Selain itu, Akmaludin juga mengkhawatirkan tujuan dibalik kebijakan reforma agraria yang tengah dilakukan kini. Ia menganggap pembagian sertifikat yang dilakukan pemerintah hanya sebagai upaya untuk mengurangi konflik. Ketika tanah sudah tersertifikasi, masyarakat dapat lebih mudah dilobi untuk menjual, menyewakan, atau menggadaikannya saat tanah tersebut diperlukan untuk investasi dan proyek baik pemodal maupun pemerintah.

“Di Indonesia, biaya konflik itu gede ya. Mobilisasi polisi atau tentara butuh biaya besar. Lebih baik dibujuk atau disosialisasi supaya seakan-akan berpartisipasi dalam pembangunan,” ucap Akmaludin.

Berkaitan dengan situasi agraria di Indonesia, Iker Manterola, anggota ILC yang juga hadir bersama Concha berharap adanya perbaikan situasi bagi masyarakat sekitar. Terutama mengenai partisipasi masyarakat untuk turut memengaruhi kebijakan agraria.

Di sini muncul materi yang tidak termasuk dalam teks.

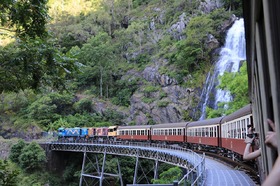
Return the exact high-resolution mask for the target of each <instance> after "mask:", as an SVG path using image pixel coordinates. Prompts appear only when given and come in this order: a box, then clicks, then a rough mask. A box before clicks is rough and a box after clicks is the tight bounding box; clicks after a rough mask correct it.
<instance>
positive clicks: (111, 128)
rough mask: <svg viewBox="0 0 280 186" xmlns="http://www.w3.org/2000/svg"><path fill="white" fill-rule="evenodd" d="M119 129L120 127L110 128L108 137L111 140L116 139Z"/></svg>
mask: <svg viewBox="0 0 280 186" xmlns="http://www.w3.org/2000/svg"><path fill="white" fill-rule="evenodd" d="M117 129H118V126H110V127H109V128H108V137H109V138H111V139H116V137H117Z"/></svg>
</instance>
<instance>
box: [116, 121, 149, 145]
mask: <svg viewBox="0 0 280 186" xmlns="http://www.w3.org/2000/svg"><path fill="white" fill-rule="evenodd" d="M150 135H151V126H150V125H137V126H119V127H118V130H117V139H120V140H133V141H149V140H150Z"/></svg>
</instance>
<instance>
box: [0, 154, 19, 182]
mask: <svg viewBox="0 0 280 186" xmlns="http://www.w3.org/2000/svg"><path fill="white" fill-rule="evenodd" d="M18 174H19V171H18V170H16V169H13V168H12V167H11V166H10V164H9V162H8V161H7V160H1V159H0V185H2V186H16V185H17V183H18V181H17V179H18V178H17V176H18Z"/></svg>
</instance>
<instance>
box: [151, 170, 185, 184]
mask: <svg viewBox="0 0 280 186" xmlns="http://www.w3.org/2000/svg"><path fill="white" fill-rule="evenodd" d="M182 173H183V171H182V169H181V168H179V167H172V168H170V169H168V170H167V171H164V172H162V173H161V174H160V175H159V179H158V180H153V184H172V183H173V182H174V181H178V180H180V179H181V178H182Z"/></svg>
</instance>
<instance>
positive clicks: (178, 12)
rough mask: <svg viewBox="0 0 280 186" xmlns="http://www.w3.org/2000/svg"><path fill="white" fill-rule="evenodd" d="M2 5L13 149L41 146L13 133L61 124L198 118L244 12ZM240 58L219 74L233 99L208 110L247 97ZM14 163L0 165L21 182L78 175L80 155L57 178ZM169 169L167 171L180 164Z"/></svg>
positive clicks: (129, 5) (244, 72) (125, 1)
mask: <svg viewBox="0 0 280 186" xmlns="http://www.w3.org/2000/svg"><path fill="white" fill-rule="evenodd" d="M0 10H1V13H0V15H1V16H0V25H1V26H0V64H1V65H0V91H1V95H0V96H1V97H0V122H1V124H0V139H1V140H6V139H11V140H12V142H9V143H10V144H11V145H14V144H16V145H17V146H16V147H14V150H12V151H11V152H12V153H11V154H12V155H15V154H13V153H18V152H19V150H18V149H22V148H26V152H30V151H32V150H31V149H37V146H36V144H32V145H31V144H25V143H24V142H22V141H20V142H18V141H17V140H16V139H24V140H27V141H28V140H32V139H38V138H41V137H42V133H43V132H48V131H56V130H57V129H58V128H59V127H75V126H78V127H99V126H112V125H147V124H149V125H152V124H159V123H173V122H174V123H175V122H181V121H194V120H197V119H199V118H200V116H201V106H200V104H201V103H200V95H201V93H202V90H203V87H204V86H205V80H206V75H207V74H208V73H209V72H210V73H211V72H212V71H213V69H214V65H215V62H216V60H217V59H218V57H219V51H220V48H221V47H222V46H223V45H224V43H225V37H226V33H227V30H228V29H229V28H230V27H231V26H232V24H233V23H234V21H235V20H237V19H239V18H242V3H241V0H149V1H148V0H19V1H11V0H3V2H2V3H1V4H0ZM242 64H243V65H242V67H241V68H240V71H238V72H236V73H226V74H225V75H224V76H223V77H220V80H221V82H222V83H221V85H220V86H219V88H222V89H224V90H228V91H230V92H231V94H232V97H233V100H235V101H232V102H231V103H220V108H219V109H214V108H213V106H212V105H208V108H207V111H208V113H207V117H216V116H219V115H223V114H228V113H230V112H233V111H234V110H237V109H238V108H241V107H242V106H244V105H246V104H248V102H249V101H248V100H249V98H246V96H244V92H248V91H247V90H248V86H246V84H247V82H246V81H247V74H246V62H243V63H242ZM228 82H231V83H228ZM241 82H242V83H241ZM240 84H242V85H244V86H240ZM210 97H211V96H210ZM241 97H242V98H244V97H245V98H244V99H240V98H241ZM247 97H248V96H247ZM236 100H237V101H236ZM224 104H228V109H227V110H225V109H221V108H223V107H222V106H223V105H224ZM11 145H10V146H11ZM17 147H22V148H18V149H17ZM37 155H38V156H39V155H40V157H38V156H37V158H39V159H40V160H41V161H40V163H42V162H44V161H45V157H43V155H42V154H41V153H40V152H39V150H38V153H37ZM15 161H16V162H17V161H18V162H17V163H18V165H19V166H16V165H15V164H14V163H13V162H11V161H6V160H5V161H4V160H3V161H2V160H1V164H0V169H1V170H5V171H7V174H5V175H7V176H8V178H11V180H12V181H11V182H12V183H14V184H15V185H16V183H17V184H18V183H20V185H32V184H34V185H44V184H46V183H49V184H50V185H77V183H78V182H77V180H78V179H77V180H75V179H74V180H73V178H75V177H77V176H78V175H79V173H78V172H77V171H79V168H78V169H77V166H79V164H75V162H74V163H73V164H71V165H69V167H67V169H66V170H65V171H64V172H63V176H62V177H60V175H61V174H62V173H57V174H55V175H53V174H54V173H50V172H47V171H44V173H42V171H41V170H45V168H44V167H42V166H39V163H38V162H37V163H38V166H37V164H36V166H34V168H32V169H26V167H25V164H26V161H25V160H24V158H23V159H22V160H18V159H16V160H15ZM15 161H14V162H15ZM123 161H124V163H125V164H129V160H128V159H125V160H123ZM19 162H21V163H19ZM145 163H146V164H148V163H147V162H145ZM169 168H170V167H168V168H166V167H165V168H163V169H164V170H168V171H170V172H171V171H175V172H176V171H177V172H178V170H176V169H171V170H170V169H169ZM132 170H133V169H132ZM132 170H129V168H128V170H127V171H128V172H131V171H132ZM170 172H169V173H170ZM177 172H176V174H177ZM125 174H126V173H125ZM166 174H168V172H167V173H166ZM172 174H174V173H172V172H171V173H170V175H172ZM14 175H18V177H17V178H15V176H14ZM127 175H129V174H128V173H127ZM9 176H10V177H9ZM51 177H53V179H50V178H51ZM14 178H15V179H14ZM60 178H61V179H60ZM13 179H14V181H13ZM17 179H20V180H21V181H18V180H17ZM129 179H130V178H129V176H128V180H129ZM50 180H54V181H50ZM0 183H1V181H0ZM3 183H4V182H3ZM31 183H32V184H31ZM127 183H130V182H129V181H128V182H127Z"/></svg>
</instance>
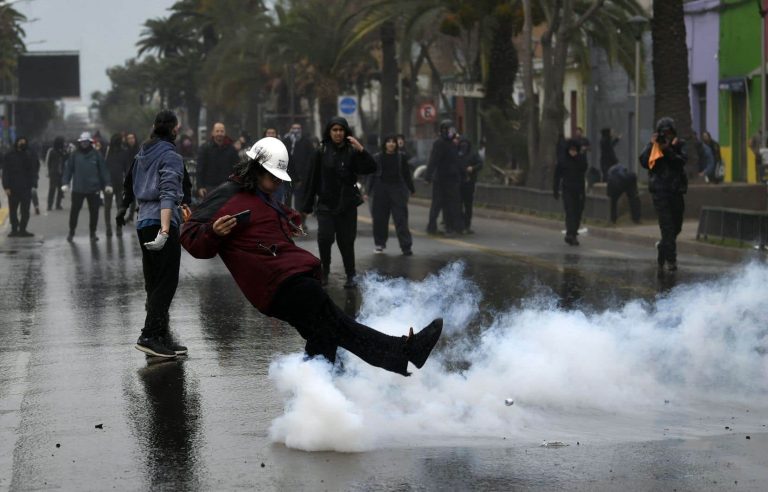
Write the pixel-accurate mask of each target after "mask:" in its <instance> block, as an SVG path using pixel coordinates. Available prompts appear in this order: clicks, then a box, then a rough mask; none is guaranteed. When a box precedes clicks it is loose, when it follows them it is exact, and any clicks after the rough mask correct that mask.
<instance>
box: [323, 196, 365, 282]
mask: <svg viewBox="0 0 768 492" xmlns="http://www.w3.org/2000/svg"><path fill="white" fill-rule="evenodd" d="M356 237H357V209H356V208H350V209H348V210H345V211H344V212H342V213H340V214H332V213H327V212H318V213H317V247H318V249H319V250H320V263H321V264H322V266H323V274H325V275H327V274H328V272H330V271H331V246H333V243H334V242H338V243H339V252H340V253H341V259H342V261H343V262H344V272H346V274H347V275H348V276H349V275H355V273H356V272H355V238H356Z"/></svg>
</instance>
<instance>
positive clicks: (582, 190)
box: [552, 153, 588, 194]
mask: <svg viewBox="0 0 768 492" xmlns="http://www.w3.org/2000/svg"><path fill="white" fill-rule="evenodd" d="M587 166H588V164H587V158H586V156H585V155H584V154H577V155H576V157H572V156H571V154H568V153H566V154H565V156H564V157H563V158H562V159H560V160H558V162H557V166H555V182H554V183H553V185H552V190H553V191H554V192H555V194H557V193H559V192H560V185H561V184H562V186H563V189H564V190H568V191H584V179H585V175H586V174H587Z"/></svg>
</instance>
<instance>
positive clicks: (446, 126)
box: [424, 120, 464, 234]
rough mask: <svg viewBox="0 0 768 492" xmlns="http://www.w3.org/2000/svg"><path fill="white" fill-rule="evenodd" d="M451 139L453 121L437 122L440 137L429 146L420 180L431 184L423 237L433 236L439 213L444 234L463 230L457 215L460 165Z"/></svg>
mask: <svg viewBox="0 0 768 492" xmlns="http://www.w3.org/2000/svg"><path fill="white" fill-rule="evenodd" d="M455 136H456V128H455V127H454V125H453V121H451V120H443V121H441V122H440V136H439V137H438V138H437V139H436V140H435V142H434V143H433V144H432V151H431V152H430V154H429V164H427V172H426V175H425V178H424V180H425V181H426V182H427V183H432V203H431V205H430V208H429V222H428V223H427V234H437V217H438V215H440V211H441V210H442V212H443V218H444V219H445V232H446V234H454V233H460V232H462V231H463V230H464V219H463V217H462V214H461V164H460V162H459V151H458V146H457V145H456V144H455V143H454V141H453V140H454V137H455Z"/></svg>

Bagi massa ARAP yang bertahan sejak pagi hari, Concha juga mengatakan bahwa sekiranya akan lebih baik jika seseorang dari dalam organisasi yang hadir di Gedung Merdeka mau bertemu dengan massa. Menurutnya, jika pemerintah mau mendengar dan memahami apa yang menjadi tuntutan massa, hal itu merupakan tindakan yang terpuji bagi pemerintah. “Mari kita berharap suatu saat nanti hal itu akan terjadi,” tutup Concha.

ILC sendiri merupakan perkumpulan sejumlah perwakilan instansi pemerintah, lembaga swadaya masyarakat, dan akademisi dari 60 negara serta sejumlah organisasi antar pemerintah. Bertepatan dengan Hari Tani Nasional, GLF diharapkan dapat menjadi kesempatan bertukar gagasan antara anggotanya mengenai isu terkait perampasan lahan, reforma agraria, kedaulatan pangan, dan hak perempuan atas tanah.

GLF yang diselenggarakan di Kota Bandung merupakan pertemuan 2-3 tahunan yang digelar secara bergilir. Pada 2015 lalu, pertemuan diadakan di Dakar, Senegal. Sebagai tindak lanjut dari pertemuan sebelumnya, pemerintah Indonesia mendapat kesempatan untuk menyelenggarakan GLF tahun 2018 di Kota Bandung.